Function: is_both_divisible_by(a: int, b: int, c: int) -> bool

Core idea: check if c divides both a and b using the modulo operator.

def is_both_divisible_by(a: int, b: int, c: int) -> bool:
    return a % c == 0 and b % c == 0

Key rules: - x % c == 0 means c divides x exactly - Both conditions must hold - use and - c is guaranteed non-zero - no guard needed


Problem Statement

Problem

Write a function is_both_divisible_by(a, b, c) that returns True if both a and b are divisible by c.

Examples:

Input
a=10, b=15, c=5
Output
True
Input
a=10, b=13, c=5
Output
False
Input
a=19, b=15, c=5
Output
False

Tracing all examples

a b c a % c b % c Result
10 15 5 0 ✅ 0 ✅ True
10 13 5 0 ✅ 3 ❌ False
19 15 5 4 ❌ 0 ✅ False

Solution approaches

def is_both_divisible_by(a: int, b: int, c: int) -> bool:
    return a % c == 0 and b % c == 0
def is_both_divisible_by(a: int, b: int, c: int) -> bool:
    a_divisible = a % c == 0
    b_divisible = b % c == 0
    return a_divisible and b_divisible
def is_both_divisible_by(a: int, b: int, c: int) -> bool:
    return all(n % c == 0 for n in (a, b))

Scales naturally if the problem were extended to more numbers.

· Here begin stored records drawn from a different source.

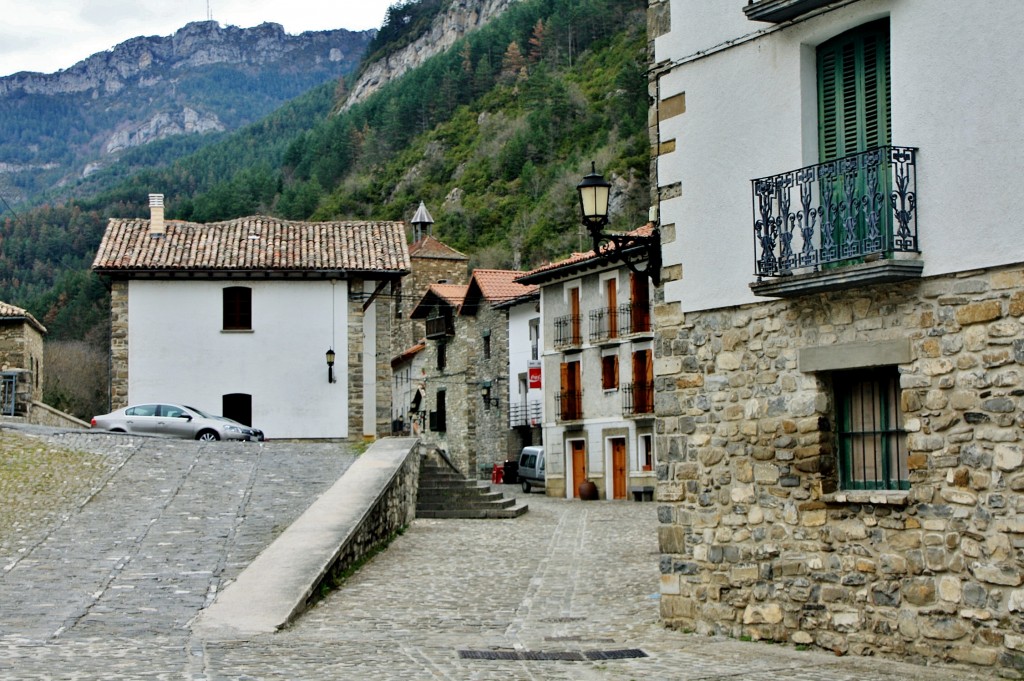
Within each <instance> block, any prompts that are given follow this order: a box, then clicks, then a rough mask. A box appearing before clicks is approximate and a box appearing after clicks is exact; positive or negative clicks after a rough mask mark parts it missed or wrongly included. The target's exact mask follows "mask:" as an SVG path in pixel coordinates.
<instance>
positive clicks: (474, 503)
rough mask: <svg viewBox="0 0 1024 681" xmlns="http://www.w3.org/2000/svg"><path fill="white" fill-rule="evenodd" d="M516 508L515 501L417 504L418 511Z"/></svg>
mask: <svg viewBox="0 0 1024 681" xmlns="http://www.w3.org/2000/svg"><path fill="white" fill-rule="evenodd" d="M510 506H515V500H514V499H507V498H505V497H502V498H501V499H465V500H462V501H460V502H459V503H458V504H453V503H452V502H451V501H449V500H444V499H426V500H424V499H420V500H417V502H416V510H417V511H419V510H420V509H423V510H427V511H436V510H441V509H445V508H508V507H510Z"/></svg>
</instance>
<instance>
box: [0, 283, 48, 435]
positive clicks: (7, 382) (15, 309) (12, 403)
mask: <svg viewBox="0 0 1024 681" xmlns="http://www.w3.org/2000/svg"><path fill="white" fill-rule="evenodd" d="M45 333H46V328H45V327H44V326H43V325H42V324H40V323H39V321H38V320H36V317H34V316H33V315H32V314H31V313H30V312H29V311H27V310H25V309H23V308H20V307H17V306H15V305H11V304H9V303H5V302H0V373H2V374H3V395H2V396H3V399H2V400H0V407H2V413H3V415H5V416H14V415H19V416H26V415H28V414H29V413H31V411H32V403H33V402H41V401H42V399H43V335H44V334H45Z"/></svg>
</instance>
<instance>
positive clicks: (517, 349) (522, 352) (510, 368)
mask: <svg viewBox="0 0 1024 681" xmlns="http://www.w3.org/2000/svg"><path fill="white" fill-rule="evenodd" d="M538 306H539V302H538V301H537V300H530V301H529V302H525V303H521V304H518V305H513V306H512V307H510V308H509V394H508V400H509V402H508V403H509V405H522V403H523V402H525V401H534V400H538V401H540V400H541V399H543V398H544V390H543V388H534V389H532V390H527V392H526V394H525V395H522V394H520V393H519V375H520V374H525V373H527V370H528V368H529V359H530V356H531V355H530V340H529V321H530V320H539V318H540V317H541V312H540V311H539V310H538ZM540 334H541V338H540V348H539V349H540V352H542V353H543V351H544V325H543V324H542V325H540ZM538 358H540V356H538ZM550 380H554V381H556V382H557V381H558V376H557V375H556V376H555V377H554V378H553V379H552V377H551V376H549V375H547V374H546V373H545V372H544V371H543V370H542V374H541V385H542V386H543V385H545V383H546V382H548V381H550Z"/></svg>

is_both_divisible_by = lambda a, b, c: a % c == 0 and b % c == 0

Key takeaways

01

x % c == 0 is the divisibility test

The modulo operator gives the remainder. A remainder of 0 means c divides x exactly. This is the standard Python divisibility check.

02

Short-circuit and - skip second check if first fails

a % c == 0 and b % c == 0 - if a is not divisible by c, Python skips checking b entirely. The result is already False.

03

all() for extensibility

all(n % c == 0 for n in (a, b)) generalises naturally - add more numbers to the tuple without changing the logic. Good habit when checking the same condition across multiple values.